For the opening, she appeared in a frilly, tan corset dress, surrounded by dancers in all-black. She looked elegant, like a ballerina cloathed in darkness. “I feel a breath different from yesterday,” she sighs in the chorus of “Best Believe”. Then admits, “I’ll be fine [in] this moment where anything’s possible.” Later, as in “I Don’t Wanna Get Up”, she played the role of a coquettish showgirl who moves at her own pace. Throughout the set’s entire 130 minutes, IRENE’s energy never flagged, and only after heavily choreographed numbers did she seem winded.

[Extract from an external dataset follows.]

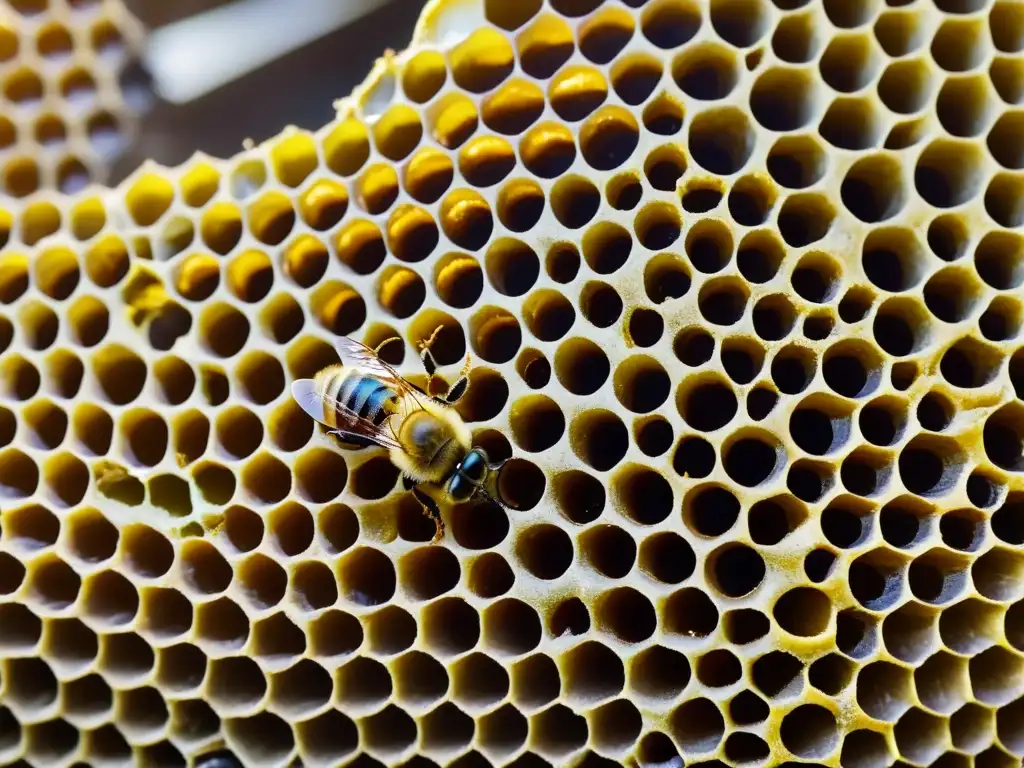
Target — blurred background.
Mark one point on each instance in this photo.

IRENE is Red Velvet’s lead rapper, but her style, as in “Biggest Fan”, is more breathy than punchy, more flirtatious than aggressive. “I’m your biggest fan,” she coos in the chorus, “Just say it! Say you love me, babe!” It’s a song built for fan chants and fan service, something she frequently encouraged when she performed it on the second night.
And it’s this relationship, with her fans, that has bolstered her overwhelming success. While boy groups are still the most profitable model in K-pop, women like IRENE or TAEYEON, the leader of Girls’ Generation, are proving that a woman’s career does not end when they turn 30. If anything, they are hitting their biggest numbers yet.
In her closing speech, IRENE acknowledged the symbiotic relationship she shares with her fans. “I read each Bubble message one by one, you know?” she said. When she replies late, she explained, it’s typically because she’s been catching up on the fan messages. “I’m so grateful for feelings like this”, she said, because it reminds her that “this is what it means to really support and think of someone”.
The following day, on Bubble, IRENE returned and mused on the show's themes. “At first, I appeared on a crescent moon,” she wrote, referencing her entrance on the prop as she sang “Like a Flower”. But, she added, “with all of you cheering for me and calling my name in the concert, I finished with a full moon behind me.”